In January of this year, both Joe Murin and I were asked by HUD Secretary Donovan to remain as Ginnie Mae president and FHA Commissioner respectively to help the new Administration deal with the on-going housing crisis. We both were privileged to be asked and were honored to continue serving in the Obama Administration for several more months.
However, today, as a former government official, if I could leave you with one message it would be this:
There has never been a point in our nation’s history that better illustrates exactly why FHA and Ginnie Mae exist. During these uncertain economic times, their counter-cyclical role of ensuring adequate mortgage activity and liquidity has been necessary and vital.

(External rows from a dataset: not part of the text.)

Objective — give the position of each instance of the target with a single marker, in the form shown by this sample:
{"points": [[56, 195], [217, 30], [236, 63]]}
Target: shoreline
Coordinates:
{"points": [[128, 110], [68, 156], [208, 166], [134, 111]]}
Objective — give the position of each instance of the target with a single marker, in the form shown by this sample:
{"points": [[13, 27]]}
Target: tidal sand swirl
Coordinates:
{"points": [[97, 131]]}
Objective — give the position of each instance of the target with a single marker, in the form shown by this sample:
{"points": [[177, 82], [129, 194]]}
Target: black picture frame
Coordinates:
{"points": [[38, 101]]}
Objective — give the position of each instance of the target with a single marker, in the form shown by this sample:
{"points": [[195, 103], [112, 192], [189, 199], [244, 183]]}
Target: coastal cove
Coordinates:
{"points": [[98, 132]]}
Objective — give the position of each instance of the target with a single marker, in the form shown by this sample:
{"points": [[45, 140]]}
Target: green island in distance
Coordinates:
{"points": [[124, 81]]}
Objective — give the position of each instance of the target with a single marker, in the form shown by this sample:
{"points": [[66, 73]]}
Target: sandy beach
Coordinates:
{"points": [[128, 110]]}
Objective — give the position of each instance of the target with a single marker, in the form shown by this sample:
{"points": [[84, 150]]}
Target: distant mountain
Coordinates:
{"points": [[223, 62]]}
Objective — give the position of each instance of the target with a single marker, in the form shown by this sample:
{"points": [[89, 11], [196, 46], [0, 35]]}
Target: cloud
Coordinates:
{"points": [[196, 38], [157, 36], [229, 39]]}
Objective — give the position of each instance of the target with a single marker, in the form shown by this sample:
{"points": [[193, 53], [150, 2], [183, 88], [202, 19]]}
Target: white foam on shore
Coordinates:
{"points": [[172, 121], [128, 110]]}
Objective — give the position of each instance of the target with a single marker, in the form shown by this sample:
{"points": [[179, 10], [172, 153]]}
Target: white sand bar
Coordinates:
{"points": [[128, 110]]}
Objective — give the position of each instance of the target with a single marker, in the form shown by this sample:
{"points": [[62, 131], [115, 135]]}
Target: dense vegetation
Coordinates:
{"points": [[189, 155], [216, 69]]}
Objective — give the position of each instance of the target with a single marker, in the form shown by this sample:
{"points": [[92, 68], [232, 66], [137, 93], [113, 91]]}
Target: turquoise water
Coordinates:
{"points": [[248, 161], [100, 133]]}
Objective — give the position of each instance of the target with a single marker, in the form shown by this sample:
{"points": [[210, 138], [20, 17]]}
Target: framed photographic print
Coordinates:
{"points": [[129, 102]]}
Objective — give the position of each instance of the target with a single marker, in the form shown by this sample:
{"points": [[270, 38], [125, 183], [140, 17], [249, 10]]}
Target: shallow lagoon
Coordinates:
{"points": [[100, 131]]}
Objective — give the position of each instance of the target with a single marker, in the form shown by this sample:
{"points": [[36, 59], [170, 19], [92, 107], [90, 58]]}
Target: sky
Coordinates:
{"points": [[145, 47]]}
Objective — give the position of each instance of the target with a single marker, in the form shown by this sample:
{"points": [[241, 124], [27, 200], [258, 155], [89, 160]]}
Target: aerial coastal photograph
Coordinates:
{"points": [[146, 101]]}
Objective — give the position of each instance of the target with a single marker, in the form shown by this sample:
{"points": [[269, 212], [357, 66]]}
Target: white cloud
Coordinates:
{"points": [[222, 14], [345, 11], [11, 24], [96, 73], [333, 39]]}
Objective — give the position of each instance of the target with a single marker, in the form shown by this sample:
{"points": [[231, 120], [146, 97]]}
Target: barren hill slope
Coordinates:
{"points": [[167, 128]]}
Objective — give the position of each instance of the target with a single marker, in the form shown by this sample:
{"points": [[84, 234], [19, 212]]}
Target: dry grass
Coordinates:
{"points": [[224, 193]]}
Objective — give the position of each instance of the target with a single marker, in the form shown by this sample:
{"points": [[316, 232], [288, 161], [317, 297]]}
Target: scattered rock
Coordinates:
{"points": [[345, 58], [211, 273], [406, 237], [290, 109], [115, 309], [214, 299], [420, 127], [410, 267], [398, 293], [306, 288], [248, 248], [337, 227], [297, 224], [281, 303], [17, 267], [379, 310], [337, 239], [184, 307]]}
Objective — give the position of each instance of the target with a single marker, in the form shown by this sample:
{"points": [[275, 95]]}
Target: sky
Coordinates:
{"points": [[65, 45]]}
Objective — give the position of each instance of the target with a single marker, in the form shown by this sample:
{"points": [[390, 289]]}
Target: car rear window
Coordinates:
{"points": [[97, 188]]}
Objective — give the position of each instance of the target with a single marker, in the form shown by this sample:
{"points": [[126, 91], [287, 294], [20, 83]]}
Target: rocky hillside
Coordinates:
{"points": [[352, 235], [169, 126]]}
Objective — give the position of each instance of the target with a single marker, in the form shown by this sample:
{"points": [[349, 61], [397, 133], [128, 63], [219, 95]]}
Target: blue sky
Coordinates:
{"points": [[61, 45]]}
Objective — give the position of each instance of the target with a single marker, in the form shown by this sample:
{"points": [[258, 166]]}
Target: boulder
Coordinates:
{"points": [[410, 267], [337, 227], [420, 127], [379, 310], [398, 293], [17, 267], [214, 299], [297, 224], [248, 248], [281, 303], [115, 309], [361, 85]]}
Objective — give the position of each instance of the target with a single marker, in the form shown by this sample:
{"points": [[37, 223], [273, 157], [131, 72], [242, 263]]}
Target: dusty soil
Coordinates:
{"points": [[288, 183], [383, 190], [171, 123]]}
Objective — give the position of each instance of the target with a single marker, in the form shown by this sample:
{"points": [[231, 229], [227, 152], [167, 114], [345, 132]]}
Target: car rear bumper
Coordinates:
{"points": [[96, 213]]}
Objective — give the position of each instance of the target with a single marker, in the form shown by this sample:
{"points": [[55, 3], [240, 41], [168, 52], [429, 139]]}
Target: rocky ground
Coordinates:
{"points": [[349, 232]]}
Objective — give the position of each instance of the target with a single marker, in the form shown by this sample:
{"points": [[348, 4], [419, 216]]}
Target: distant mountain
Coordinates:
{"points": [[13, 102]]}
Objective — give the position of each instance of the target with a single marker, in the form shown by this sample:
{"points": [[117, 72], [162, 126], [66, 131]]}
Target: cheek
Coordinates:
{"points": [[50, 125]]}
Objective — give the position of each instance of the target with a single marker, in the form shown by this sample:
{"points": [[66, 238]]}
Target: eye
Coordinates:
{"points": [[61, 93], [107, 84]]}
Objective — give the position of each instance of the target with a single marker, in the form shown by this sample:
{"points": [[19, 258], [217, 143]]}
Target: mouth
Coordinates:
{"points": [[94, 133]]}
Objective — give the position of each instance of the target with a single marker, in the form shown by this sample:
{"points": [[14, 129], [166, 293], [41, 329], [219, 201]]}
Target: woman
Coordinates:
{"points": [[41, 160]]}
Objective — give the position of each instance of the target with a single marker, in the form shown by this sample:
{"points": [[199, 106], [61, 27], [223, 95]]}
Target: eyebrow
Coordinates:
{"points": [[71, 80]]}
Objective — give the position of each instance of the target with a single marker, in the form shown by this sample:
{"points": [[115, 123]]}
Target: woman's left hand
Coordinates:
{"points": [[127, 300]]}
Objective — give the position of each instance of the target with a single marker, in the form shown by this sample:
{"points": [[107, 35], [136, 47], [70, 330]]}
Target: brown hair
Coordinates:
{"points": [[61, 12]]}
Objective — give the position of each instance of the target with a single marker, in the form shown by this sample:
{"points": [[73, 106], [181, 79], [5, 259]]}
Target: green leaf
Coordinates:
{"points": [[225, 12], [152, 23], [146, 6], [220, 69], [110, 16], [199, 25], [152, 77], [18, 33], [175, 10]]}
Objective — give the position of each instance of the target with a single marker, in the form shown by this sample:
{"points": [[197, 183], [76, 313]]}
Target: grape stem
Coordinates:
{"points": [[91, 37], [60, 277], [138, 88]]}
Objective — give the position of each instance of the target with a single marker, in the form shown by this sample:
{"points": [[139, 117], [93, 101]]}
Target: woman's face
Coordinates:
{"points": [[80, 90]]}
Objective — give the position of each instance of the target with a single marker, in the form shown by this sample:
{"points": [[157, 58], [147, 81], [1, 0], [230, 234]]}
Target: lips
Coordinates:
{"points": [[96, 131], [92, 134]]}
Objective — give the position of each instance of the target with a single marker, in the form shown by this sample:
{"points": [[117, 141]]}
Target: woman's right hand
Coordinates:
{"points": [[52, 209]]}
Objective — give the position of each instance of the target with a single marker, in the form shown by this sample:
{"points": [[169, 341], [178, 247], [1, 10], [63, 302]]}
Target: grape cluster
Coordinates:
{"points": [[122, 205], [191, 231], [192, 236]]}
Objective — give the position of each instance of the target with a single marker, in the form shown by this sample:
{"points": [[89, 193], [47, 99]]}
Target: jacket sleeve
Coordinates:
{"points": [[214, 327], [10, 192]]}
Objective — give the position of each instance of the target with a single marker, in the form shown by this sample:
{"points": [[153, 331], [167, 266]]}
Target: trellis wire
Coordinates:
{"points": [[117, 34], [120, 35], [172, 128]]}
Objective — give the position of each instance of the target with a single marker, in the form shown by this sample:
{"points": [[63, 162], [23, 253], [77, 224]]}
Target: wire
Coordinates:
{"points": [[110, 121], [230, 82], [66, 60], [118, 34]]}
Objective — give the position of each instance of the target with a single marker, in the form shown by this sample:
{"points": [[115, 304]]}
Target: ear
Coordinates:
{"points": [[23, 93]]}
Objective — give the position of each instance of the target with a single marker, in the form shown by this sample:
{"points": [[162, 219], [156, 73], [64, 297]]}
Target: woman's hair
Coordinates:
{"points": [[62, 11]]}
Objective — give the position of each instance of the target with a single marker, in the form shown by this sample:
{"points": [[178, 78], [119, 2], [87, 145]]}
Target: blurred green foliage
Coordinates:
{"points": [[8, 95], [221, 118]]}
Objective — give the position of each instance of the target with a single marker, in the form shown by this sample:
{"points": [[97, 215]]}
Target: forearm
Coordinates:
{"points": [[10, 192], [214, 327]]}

FHA has saved close to one million sub-prime/Alt-A borrowers from possible financial ruin by allowing them to refinance into a safe and secure 30-year fixed rate mortgage. Another 2 million qualified borrowers (80% of them first-time homebuyers) have taken advantage of the declining house prices and historically low interest rates to purchase a home using FHA. FHA’s role has grown substantially from three percent of lending activity by dollar volume in 2006 to nearly 25 percent of all mortgages originated today. That massive uptick in volume occurred almost overnight beginning in spring 2008.
Through it all…. FHA has helped pump more than $400 billion of mortgage activity and liquidity into the market since 2008, while still managing to deliver a higher credit quality borrower whose average FICO score is 700.
One can only imagine how much worse our economy would be right now without the FHA. However, the growth of FHA in the past 18 months has understandably attracted a lot of attention. While the FHA did not take part in the housing boom, it is feeling its effects.
As many anticipated, given the current sluggish economy, the FHA is experiencing an increased rate of delinquencies and more foreclosures.
Simultaneously, as home values fall or just fail to appreciate, the number of homes the FHA insures is rising significantly. In October, this forced HUD to announce that in 2010 the FHA's reserves could dip below the mandatory 2% level required by Congress.
Reminder: FHA collects premiums from borrowers (revenue) and also pays out claims to lenders when loans go into default and foreclosure (outlays).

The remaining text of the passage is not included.